Suppose $|x-a|=r$.
To prove that $x \in \partial B_r(a)$ you must prove that for every $\epsilon>0$ the sets $B_\epsilon(x) \cap B_r(a)$ and $B_\epsilon(x) \cap (\mathbb{R}^n - B_r(a))$ are non-empty.
I'm going to prove nonemptiness just of the set $B_\epsilon(x) \cap B_r(a)$; once you get the idea, I suspect you'll get the other one.
By definition,
$$B_\epsilon(x) \cap B_r(a) \ne \emptyset \,\text{if and only if}\, \exists q \in B_\epsilon(x) \cap B_r(a)
$$
As with any existence proof, to prove it you first use your intuition, or knowledge, or a picture, or anything you can use to help you, in order to make an educated guess at what the correct and appropriate point $q$ could possibly be. Using that intuition, you must then define $q$ precisely.
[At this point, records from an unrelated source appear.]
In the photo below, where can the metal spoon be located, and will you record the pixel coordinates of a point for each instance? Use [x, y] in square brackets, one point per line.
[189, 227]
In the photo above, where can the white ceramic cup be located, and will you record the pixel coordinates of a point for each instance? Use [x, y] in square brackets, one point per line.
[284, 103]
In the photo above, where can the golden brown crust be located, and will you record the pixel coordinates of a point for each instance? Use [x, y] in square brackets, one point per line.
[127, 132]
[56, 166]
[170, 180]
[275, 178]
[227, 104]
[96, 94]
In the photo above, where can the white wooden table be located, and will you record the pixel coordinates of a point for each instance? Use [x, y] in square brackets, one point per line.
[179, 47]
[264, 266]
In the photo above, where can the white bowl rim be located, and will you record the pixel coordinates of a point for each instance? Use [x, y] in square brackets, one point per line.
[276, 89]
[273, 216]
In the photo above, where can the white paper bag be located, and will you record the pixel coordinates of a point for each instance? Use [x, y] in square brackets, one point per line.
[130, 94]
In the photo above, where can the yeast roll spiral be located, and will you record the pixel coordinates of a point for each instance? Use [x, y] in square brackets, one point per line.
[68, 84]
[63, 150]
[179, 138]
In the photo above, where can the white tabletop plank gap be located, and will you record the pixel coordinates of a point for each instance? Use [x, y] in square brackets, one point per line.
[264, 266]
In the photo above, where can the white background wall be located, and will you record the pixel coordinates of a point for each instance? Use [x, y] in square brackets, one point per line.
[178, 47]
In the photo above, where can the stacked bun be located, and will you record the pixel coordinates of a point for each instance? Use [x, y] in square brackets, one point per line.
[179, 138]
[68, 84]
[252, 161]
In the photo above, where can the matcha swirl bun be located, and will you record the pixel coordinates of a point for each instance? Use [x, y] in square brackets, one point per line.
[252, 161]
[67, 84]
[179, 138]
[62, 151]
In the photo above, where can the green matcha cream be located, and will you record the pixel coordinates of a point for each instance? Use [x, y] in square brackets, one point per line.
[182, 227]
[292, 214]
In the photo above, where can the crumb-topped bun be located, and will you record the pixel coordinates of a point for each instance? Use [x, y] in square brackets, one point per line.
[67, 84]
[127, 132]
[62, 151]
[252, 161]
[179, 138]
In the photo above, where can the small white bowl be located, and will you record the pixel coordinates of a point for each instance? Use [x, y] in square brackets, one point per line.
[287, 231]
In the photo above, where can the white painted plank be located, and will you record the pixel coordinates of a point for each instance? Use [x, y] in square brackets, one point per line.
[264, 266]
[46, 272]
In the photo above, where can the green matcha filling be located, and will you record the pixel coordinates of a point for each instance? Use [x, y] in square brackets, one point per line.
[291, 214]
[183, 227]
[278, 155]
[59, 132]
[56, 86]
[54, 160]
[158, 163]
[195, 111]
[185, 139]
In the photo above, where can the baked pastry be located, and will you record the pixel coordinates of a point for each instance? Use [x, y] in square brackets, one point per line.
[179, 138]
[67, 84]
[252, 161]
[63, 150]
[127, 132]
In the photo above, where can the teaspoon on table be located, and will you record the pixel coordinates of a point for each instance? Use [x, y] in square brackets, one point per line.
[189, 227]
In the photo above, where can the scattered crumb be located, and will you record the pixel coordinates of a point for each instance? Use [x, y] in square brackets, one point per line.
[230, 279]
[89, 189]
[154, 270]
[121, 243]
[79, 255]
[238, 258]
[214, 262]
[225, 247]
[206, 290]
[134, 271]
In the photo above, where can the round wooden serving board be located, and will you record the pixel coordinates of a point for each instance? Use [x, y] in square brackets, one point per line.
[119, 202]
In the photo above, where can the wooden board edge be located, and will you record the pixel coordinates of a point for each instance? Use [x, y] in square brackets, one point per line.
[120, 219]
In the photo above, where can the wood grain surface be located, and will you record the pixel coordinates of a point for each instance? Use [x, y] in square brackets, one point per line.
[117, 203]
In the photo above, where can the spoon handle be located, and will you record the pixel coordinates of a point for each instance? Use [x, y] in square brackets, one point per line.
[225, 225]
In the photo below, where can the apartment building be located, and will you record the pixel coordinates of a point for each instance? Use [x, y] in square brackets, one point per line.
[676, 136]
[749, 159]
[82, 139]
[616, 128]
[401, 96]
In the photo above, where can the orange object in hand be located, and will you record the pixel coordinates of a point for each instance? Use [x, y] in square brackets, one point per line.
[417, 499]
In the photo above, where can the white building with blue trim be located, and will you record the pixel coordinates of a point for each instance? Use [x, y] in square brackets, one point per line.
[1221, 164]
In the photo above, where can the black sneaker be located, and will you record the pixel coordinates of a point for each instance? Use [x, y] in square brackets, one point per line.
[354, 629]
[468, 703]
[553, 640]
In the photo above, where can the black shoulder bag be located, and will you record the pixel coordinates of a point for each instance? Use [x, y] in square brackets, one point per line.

Finally, using your definition of $q$, you must prove that $q \in B_\epsilon(x) \cap B_r(a)$.
Here's the intuition that tells me what to do: if I move straight inward from $x$ along a radius of $B_r(a)$, I will be in $B_r(a)$; and if move inward just a tiny bit, I will also be in $B_\epsilon(x)$.
Now let's make the intuition precise in order to arrive at a precise construction of the point $q$. Moving inward from $x$ along a radius of $B_r(a)$ is the same as moving along the straight line segment
$$(1-t)x + ta, \quad 0 \le t \le 1
$$
If $t$ is small enough, the distance from $q=(1-t)x+ta$ should be less than $\epsilon$. In fact, I can probably arrange that the distance is an exact positive value less than $\epsilon$ such as $\epsilon/2$. What value of $t$ would make the distance to $x$ equal to $\epsilon/2$? That's a concrete question I can answer:
$$|q-x| = \epsilon/2
$$
$$|((1-t)x + ta) - x| = \epsilon/2
$$
$$|-tx+ta| = \epsilon/2
$$
$$t \cdot |a-x| = \epsilon / 2
$$
$$t r = \epsilon/2
$$
$$t = \frac{\epsilon}{2r}
$$
So I set $t$ equal to that value, define $t = (1-t)x + ta$, and work my prove backwards to prove that $|q-x| = \epsilon/2$ and therefore $q \in B_\epsilon(x)$. And I can also use an exact calculation to prove that $|q-a| < r$.